As this point, some astute investors may say, “Aha! I have a solution – why not convert the entire value of the non-deductible contributions to a Roth IRA.” Bad news, mes amis - Uncle Sam is one step-ahead. While it is certainly permissible to convert after-tax IRA contributions to a Roth IRA, the conversion amount is still taxable in proportion to the amount of total combined IRA holdings that are comprised of pre-tax contributions and tax-deferred appreciation. For example, if an IRA holder made five years of $2,000 annual non-deductible IRA contributions in the 1990s ($10,000 total) and the total value of all of his IRAs (including rollover IRAs, SEPs and SIMPLE IRAs, excluding Roth IRAs) is now $500,000, if he elects to convert $10,000 to a Roth IRA, only 2% ($10,000/$500,000) of the conversion amount will be exempt from taxation.

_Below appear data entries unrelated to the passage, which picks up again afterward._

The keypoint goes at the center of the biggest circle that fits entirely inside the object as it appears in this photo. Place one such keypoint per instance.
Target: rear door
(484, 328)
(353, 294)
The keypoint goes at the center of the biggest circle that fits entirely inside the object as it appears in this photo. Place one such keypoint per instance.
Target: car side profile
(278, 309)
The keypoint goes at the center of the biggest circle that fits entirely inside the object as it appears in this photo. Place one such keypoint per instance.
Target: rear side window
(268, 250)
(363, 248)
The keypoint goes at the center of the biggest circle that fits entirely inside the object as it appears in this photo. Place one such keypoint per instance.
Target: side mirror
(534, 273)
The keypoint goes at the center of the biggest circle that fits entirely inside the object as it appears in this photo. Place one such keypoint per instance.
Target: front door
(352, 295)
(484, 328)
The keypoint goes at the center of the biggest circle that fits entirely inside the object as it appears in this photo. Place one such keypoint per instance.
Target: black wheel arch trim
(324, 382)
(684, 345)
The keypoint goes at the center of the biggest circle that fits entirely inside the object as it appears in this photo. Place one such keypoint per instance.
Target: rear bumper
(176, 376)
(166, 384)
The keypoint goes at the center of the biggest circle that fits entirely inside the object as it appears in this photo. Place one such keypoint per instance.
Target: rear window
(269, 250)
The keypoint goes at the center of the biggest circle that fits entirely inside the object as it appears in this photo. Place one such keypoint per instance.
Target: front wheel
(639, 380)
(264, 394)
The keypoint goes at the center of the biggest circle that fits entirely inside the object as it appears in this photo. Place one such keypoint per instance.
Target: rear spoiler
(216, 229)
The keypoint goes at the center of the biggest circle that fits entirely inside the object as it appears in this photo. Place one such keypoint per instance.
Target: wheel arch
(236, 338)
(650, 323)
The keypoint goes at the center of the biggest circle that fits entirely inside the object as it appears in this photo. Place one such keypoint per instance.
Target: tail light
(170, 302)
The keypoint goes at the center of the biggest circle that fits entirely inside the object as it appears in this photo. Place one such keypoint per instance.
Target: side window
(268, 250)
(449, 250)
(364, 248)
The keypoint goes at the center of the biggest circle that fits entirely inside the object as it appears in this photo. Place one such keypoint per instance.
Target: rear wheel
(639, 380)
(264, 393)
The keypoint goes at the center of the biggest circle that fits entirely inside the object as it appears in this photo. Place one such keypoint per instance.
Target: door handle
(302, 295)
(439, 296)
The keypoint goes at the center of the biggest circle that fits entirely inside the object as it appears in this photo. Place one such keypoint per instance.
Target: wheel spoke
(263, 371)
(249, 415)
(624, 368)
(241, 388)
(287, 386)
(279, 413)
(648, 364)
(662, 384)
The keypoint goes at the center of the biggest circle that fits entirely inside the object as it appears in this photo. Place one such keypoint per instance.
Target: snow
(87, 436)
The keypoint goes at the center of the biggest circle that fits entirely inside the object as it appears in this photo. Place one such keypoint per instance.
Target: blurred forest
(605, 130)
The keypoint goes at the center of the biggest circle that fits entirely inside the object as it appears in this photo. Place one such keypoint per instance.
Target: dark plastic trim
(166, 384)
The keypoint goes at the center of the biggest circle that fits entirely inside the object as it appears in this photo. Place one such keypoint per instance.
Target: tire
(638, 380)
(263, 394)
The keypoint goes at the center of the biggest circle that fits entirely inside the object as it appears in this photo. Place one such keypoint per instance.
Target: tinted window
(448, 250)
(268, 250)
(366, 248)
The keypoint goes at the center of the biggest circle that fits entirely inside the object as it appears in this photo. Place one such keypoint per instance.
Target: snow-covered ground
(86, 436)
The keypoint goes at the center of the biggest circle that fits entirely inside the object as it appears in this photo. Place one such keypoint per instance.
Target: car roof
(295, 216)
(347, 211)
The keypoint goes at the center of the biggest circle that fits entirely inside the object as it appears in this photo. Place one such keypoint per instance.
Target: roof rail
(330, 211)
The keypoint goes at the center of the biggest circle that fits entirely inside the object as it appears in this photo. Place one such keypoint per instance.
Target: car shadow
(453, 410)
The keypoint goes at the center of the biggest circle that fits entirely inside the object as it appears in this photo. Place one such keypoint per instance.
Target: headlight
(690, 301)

In summary, while the concept of making non-deductible IRA contributions may be sound, the bitter pill for many tax-payers may be double taxation on the money they have contributed. It could potentially take decades to get ones after-tax money returned and the odds of beneficiaries who may eventually inherit the residual IRA avoiding the taxation on the original contributions are slim to none. For further reading on this subject, see the following article links:
-Forgot to File Form 8606 for Non-Deductible IRAs? (About.com)
-Deductible Versus Nondeductible IRA Contributions (Kiplinger’s)
-How Do I Handle My Nondeductible IRA When I Turn 70.5? (Zacks Research)
-Non-Deductable IRA Rules (Zacks Research)
-How to Find Old Non-Deductible IRA Contributions (Zacks Research)
The information in this post has been obtained from sources believed to be reliable, but its accuracy cannot be guaranteed. Neither Financial Planning Hawaii nor JW Cole provides specific tax or legal advice and nothing contained in this post should be construed as such. All readers of this post are urged to consult with their tax and/or legal advisor(s) before taking any action pertaining to issues discussed herein.